I am realizing I am kind of a noob when it comes to getting maximum performance with modern laptops.
 
https://www.cpu-monkey.com/en/cpu-intel_core_i5_1035g1-937
https://www.techpowerup.com/forums/threads/post-your-cinebench-r23-score.213237/

I know this laptop is bottom of the barrel. It was purchased before I started at the company. I am just trying to get it to run as fast as possible.
notice how neither of those are using your laptop model?

the second shows:
1640024345076.png

isnt even close to your "4000+"...

if we're using rando internet "benchmarks", the G4 version is over 4000, G1's seem to be ~3300...
1640024806229.png

https://gadgetversus.com/processor/intel-core-i5-1035g1-cinebench-r23/

your laptop is running as designed, kinda poorly.

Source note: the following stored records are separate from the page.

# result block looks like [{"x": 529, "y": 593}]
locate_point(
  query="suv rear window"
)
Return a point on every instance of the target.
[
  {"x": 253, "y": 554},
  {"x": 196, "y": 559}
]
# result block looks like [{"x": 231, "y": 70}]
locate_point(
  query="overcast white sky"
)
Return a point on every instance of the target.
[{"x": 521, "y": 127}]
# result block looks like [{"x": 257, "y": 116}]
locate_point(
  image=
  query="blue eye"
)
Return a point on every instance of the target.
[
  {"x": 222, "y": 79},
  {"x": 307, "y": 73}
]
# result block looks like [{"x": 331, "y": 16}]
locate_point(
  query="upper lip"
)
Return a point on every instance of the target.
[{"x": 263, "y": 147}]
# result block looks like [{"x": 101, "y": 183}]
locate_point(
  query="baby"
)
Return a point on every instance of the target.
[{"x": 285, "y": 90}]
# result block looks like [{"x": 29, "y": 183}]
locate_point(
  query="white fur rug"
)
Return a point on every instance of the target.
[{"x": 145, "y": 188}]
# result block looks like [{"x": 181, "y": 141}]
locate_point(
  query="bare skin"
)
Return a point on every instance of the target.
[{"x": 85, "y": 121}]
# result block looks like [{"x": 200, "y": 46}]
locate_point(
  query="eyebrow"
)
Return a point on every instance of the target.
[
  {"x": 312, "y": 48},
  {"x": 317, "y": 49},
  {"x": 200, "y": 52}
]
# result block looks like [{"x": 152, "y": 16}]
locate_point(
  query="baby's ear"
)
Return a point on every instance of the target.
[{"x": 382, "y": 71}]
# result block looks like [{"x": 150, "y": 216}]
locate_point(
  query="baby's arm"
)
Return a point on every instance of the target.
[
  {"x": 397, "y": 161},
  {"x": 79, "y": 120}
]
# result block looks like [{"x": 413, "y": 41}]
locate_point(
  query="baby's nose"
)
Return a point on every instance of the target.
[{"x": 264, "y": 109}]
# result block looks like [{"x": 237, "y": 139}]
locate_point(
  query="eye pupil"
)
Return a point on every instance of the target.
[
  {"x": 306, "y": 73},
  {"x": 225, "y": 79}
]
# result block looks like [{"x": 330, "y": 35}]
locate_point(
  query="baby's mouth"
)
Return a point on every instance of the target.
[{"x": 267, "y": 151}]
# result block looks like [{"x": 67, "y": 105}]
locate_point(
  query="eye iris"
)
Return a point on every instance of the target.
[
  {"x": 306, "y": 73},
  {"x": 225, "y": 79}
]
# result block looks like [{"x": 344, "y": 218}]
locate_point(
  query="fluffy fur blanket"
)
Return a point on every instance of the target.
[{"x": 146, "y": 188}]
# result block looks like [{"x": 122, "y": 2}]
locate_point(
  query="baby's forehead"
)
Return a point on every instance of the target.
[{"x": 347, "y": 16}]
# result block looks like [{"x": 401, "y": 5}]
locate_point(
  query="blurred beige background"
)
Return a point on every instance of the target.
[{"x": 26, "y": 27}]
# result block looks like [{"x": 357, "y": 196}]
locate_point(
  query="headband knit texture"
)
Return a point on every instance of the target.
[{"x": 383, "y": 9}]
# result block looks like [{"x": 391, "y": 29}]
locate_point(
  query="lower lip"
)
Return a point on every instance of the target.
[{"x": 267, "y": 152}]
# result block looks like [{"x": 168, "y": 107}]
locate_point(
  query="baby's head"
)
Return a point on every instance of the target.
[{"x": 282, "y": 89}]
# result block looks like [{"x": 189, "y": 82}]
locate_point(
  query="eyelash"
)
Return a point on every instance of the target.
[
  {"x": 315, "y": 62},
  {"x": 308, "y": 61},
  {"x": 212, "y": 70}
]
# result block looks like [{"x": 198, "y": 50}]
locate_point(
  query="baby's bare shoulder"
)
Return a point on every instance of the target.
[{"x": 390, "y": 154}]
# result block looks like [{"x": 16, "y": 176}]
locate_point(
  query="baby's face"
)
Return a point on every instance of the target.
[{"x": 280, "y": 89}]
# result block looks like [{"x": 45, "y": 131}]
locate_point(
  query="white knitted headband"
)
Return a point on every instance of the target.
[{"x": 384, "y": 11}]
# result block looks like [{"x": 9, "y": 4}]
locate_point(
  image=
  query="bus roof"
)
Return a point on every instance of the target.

I know this laptop is bottom of the barrel
I am realizing I am kind of a noob when it comes to getting maximum performance with modern laptops.
bottom of the barrel =/= maximum performance.
 
I was using the benchmarks for an idea of what to shoot for.
I certainly did not expect to get 4k, but I was hoping for something over 3k.

When you are given lemons, you make lemonade.

I have been overclocking & tweaking computers since 386 25mhz (overclocked to 30 or 33mhz - don't remember)
I am always trying to squeeze out every bit of performance that I can get.
Even if it is a bargain basement laptop.
look at the Intel Celeron 300A.....it was cheap but you could make it rock.
 
I was using the benchmarks for an idea of what to shoot for.
I certainly did not expect to get 4k, but I was hoping for something over 3k.

When you are given lemons, you make lemonade.

I have been overclocking & tweaking computers since 386 25mhz (overclocked to 30 or 33mhz - don't remember)
I am always trying to squeeze out every bit of performance that I can get.
Even if it is a bargain basement laptop.
look at the Intel Celeron 300A.....it was cheap but you could make it rock.
well you pick the only one i see that say 4000+ and focused on that.

that also requires sugar, this thing doesnt have any....

cool story bro, why do you think most of us are here.
 
I found that running CB with all applications closed & on high priority help a ton. You could even be adventurous & run it real time but there's a possibility of locking your system up during the benchmark.
 
I found that running CB with all applications closed & on high priority help a ton. You could even be adventurous & run it real time but there's a possibility of locking your system up during the benchmark.
yeah and on a gateway who knows what kind of preloaded crap is on it.